作戦その3? 先達に聞け!  立案者 太宰葉子?

「おとーさん、あのね。小花ちゃんがね。次郎おじさんとデートしたくて頑張ってるんだって、どうすればいいかな?」

「……」

 あ、治おじさん、すごい困ってる。

 このおじさん、見た目は怖いが葉子ちゃんにはとても甘いということは知っている。

 ここは下手に突っ込むより、葉子ちゃんに任せるべきだろうと周囲に目配せすれば頷いた。

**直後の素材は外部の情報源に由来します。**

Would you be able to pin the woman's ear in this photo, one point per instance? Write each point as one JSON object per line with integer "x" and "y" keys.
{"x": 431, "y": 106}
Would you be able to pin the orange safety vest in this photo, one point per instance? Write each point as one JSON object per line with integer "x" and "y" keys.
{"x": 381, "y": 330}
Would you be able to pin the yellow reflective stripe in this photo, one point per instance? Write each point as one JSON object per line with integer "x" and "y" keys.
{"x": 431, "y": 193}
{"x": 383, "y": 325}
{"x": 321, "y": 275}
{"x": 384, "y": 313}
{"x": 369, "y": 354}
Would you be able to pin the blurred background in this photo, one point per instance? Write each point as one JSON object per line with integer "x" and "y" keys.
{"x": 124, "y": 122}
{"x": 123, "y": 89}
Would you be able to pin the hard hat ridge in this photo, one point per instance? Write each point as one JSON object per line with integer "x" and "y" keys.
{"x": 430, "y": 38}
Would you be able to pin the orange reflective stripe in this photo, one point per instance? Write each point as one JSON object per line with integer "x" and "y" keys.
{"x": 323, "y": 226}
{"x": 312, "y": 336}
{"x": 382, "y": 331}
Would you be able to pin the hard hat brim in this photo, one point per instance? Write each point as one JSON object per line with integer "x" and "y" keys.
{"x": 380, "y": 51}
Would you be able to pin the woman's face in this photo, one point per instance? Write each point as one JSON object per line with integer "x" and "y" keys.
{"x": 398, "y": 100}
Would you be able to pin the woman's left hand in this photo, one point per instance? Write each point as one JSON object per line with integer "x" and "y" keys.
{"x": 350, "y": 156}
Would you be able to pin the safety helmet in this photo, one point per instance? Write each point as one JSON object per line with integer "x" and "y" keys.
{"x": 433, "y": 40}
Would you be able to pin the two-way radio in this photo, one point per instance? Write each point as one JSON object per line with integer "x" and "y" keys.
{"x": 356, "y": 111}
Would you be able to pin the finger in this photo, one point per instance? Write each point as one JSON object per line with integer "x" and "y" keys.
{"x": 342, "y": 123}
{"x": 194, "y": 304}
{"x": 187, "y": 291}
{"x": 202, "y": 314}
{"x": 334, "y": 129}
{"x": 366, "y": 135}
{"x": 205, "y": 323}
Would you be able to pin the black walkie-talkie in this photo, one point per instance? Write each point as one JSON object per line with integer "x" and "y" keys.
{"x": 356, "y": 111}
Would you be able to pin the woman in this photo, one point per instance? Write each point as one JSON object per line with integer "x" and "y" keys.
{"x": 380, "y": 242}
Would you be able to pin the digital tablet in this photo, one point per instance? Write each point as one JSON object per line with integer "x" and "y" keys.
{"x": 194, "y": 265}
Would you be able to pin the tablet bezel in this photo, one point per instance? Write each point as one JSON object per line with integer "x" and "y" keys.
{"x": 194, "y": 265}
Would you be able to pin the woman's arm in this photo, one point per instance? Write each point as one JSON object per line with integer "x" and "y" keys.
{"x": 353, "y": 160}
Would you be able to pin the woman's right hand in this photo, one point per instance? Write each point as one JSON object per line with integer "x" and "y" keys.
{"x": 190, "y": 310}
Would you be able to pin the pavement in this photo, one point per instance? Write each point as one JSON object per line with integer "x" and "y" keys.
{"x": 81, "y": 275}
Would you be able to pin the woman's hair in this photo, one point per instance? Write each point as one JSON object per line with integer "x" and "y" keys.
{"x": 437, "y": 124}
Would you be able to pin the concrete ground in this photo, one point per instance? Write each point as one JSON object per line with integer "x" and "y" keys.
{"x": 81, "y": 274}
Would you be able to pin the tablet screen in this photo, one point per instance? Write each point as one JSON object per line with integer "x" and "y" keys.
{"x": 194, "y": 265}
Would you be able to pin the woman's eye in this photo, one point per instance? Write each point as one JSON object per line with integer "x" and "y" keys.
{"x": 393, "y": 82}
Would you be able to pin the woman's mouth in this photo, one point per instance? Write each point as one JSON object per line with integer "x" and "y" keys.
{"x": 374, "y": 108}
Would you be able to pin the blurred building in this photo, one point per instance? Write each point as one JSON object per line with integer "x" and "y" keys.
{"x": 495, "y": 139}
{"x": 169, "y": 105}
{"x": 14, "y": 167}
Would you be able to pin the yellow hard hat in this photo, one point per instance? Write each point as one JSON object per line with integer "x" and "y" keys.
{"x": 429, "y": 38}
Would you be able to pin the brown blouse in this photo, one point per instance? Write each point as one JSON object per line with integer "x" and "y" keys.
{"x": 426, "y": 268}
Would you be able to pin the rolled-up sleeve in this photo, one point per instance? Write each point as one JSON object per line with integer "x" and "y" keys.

 小花ちゃんがいない間に話を進めるのも、どーかとも思ったが、まあいいや。

「おかあさんに聞け。そういうことは」

「じゃあ、おとーさんはなんでおかーさん好きになったの?」

 葉子ちゃんが上目遣いで可愛らしく小首をかしげる。男子ならイチコロだろうその仕草に治おじさんは視線を横へと背けた。

「向こうが話しかけてきただけだ……」

「それだけで好きになったの?」

 そこから葉子ちゃんの質問攻めによって様々な情報が引きずり出される。

 馴れ初めの話からはじめてのデートの事。

 そこから結論を出す。

 ――押しも重要である、と。


 

作戦その4 やっぱりいざというときの助けは必要! 立案者 藤ヶ谷雫

「ほぼほぼ完ぺきな作戦だと思うけど、いざというときの備えは必要だと思うのよ」

「っで、おじさんを呼んだと」

 雫ちゃんが連れてきた一華おじさんが片手を振った、とりあえず、どうも、と挨拶する。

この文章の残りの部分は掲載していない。